Founder of Investigative Chinese News Outlet Passes Away

Founder of Investigative Chinese News Outlet Passes Away
The Southern Weekly at a newsstand in Guangzhou on Jan. 10, 2013. STR/AFP via Getty Images
Danella Pérez Schmieloz
Updated:
The founder of China’s Southern Weekly, a Guangdong province-based paper known for its investigative journalism on social issues and its refusal to be a mere echo of Chinese Communist Party (CCP) propaganda, passed away earlier this month.
Zuo Fang died of illness at the age of 86 on Nov. 3, in Guangzhou City, according to Southern Weekly, where he was a former editor-in-chief.
Though Zuo was a member of the CCP, he believed that journalism should present readers with ideas like democracy and science, reported the New York Times on Nov. 11. Before the Southern Weekly, Chinese newspapers merely parroted the regime’s line, ever since the CCP took the country over through violent revolution in 1949.

The Southern Weekly began in 1984 as a sister publication of the Nanfang Daily, a mouthpiece of the provincial committee of the CCP in Guangdong, where Zuo worked as an editor.

Despite the Southern Weekly being a state-run paper, it became popular as a liberal-leaning outlet with investigative reports on minorities, like migrants, protesters, and government petitioners.
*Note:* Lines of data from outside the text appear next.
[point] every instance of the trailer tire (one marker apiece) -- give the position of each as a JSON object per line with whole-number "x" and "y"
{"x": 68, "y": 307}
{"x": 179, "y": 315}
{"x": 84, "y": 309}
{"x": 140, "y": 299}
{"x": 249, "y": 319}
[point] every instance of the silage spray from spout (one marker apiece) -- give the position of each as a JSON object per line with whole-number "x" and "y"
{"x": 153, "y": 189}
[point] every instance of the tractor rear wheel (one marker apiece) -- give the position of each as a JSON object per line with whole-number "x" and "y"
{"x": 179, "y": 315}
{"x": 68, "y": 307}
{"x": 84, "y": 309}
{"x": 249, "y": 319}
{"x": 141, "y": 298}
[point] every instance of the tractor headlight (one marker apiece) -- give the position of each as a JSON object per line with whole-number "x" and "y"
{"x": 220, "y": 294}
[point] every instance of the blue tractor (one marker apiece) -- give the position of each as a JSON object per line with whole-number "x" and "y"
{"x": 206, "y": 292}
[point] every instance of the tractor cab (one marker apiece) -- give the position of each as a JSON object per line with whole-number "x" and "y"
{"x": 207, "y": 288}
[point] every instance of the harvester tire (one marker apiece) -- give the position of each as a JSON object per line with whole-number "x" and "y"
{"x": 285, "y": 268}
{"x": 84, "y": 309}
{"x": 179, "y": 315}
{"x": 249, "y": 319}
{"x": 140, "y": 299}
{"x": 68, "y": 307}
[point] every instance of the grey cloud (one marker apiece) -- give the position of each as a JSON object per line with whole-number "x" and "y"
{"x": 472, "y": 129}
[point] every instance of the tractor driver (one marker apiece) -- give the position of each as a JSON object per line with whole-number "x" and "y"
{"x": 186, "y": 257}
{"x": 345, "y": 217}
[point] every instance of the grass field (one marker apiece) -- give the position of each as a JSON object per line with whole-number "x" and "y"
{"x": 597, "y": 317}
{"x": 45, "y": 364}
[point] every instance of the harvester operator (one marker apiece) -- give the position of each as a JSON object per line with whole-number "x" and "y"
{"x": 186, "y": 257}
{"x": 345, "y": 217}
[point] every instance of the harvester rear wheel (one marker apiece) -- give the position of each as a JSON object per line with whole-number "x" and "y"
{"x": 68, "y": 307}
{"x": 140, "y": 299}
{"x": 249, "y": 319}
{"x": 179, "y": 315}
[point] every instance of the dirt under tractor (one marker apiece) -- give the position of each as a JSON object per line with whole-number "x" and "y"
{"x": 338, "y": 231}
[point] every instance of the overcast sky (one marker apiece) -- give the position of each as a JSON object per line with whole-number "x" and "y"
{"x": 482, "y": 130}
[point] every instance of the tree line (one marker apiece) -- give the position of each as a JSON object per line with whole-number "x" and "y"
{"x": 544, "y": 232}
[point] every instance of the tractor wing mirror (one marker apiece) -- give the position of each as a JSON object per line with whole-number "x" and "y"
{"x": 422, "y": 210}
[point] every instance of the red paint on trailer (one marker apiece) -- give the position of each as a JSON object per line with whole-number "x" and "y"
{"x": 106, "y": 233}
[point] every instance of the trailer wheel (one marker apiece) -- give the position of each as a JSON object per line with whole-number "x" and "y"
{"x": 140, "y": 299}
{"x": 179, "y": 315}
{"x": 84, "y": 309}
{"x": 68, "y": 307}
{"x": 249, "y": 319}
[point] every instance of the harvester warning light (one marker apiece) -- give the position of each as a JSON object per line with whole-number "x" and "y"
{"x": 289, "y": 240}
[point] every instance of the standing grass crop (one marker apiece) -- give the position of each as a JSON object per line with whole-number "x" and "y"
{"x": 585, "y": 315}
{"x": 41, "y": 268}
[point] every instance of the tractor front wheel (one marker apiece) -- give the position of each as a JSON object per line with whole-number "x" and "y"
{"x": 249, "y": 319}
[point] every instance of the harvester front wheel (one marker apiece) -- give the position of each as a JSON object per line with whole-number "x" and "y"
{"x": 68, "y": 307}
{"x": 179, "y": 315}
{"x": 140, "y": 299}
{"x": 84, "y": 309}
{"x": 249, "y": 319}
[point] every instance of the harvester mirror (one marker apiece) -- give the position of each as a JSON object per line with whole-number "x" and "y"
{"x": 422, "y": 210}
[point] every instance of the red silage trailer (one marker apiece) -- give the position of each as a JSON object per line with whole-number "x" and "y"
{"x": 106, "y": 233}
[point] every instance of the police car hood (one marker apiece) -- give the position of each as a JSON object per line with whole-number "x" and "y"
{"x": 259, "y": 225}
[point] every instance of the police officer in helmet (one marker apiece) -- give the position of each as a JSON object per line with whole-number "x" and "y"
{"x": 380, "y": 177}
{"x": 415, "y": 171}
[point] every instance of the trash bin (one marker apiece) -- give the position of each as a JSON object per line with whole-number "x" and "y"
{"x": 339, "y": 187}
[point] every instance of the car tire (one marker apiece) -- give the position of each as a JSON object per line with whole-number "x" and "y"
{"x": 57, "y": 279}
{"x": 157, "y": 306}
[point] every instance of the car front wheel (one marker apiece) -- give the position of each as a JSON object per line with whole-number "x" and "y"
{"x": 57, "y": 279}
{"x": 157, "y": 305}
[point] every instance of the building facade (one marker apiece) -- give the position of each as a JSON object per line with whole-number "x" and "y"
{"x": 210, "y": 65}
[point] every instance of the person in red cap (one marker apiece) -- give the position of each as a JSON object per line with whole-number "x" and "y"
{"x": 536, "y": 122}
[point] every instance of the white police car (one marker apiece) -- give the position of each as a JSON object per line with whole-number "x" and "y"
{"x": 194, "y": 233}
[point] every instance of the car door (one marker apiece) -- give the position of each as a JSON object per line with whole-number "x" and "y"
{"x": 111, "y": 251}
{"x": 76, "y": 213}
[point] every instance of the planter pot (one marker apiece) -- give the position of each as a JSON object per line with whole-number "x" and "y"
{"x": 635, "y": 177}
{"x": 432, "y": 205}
The rise of the paper occurred during a time of positive reforms that took place in China during the 1990s. However, the Weekly was not fully independent, as it was constrained in its freedom of speech—as are all Chinese publicly or privately-owned media outlets—and did not directly question the regime.

Zuo later officially retired in 1995 but went on working for a couple of years after.

However, in 1999, the CCP began widespread persecution against spiritual beliefs and undermined its own political and judicial reforms.

Censorship increased in late 2012 when Chinese leader Xi Jinping took power and started to campaign for more centralized control over the media.

Even though Southern Weekly had been able to weather political circumstances in the past, it did not manage to resist tightening censorship.

In January 2013, Tuo Zhen, then director of the Propaganda Department of Guangdong Province, changed the New Year’s greeting in the Chinese newspaper Southern Weekly from “Chinese Dream, Constitutional Dream” to “We Are Closer to Our Dream Than Ever.”

Over 50 former editors and reporters of the Weekly protested Tuo’s action in an open letter, accusing him of “making an unnecessary revision”. The editorial staff then went on strike and many supporters gathered outside Southern Weekly’s headquarters in Guangdong, calling for Tuo’s resignation.

This incident prompted authorities to suppress public opinion and proceeded to restructure the paper’s management.

Nowadays, the Southern Weekly is mainly operating as a CCP mouthpiece.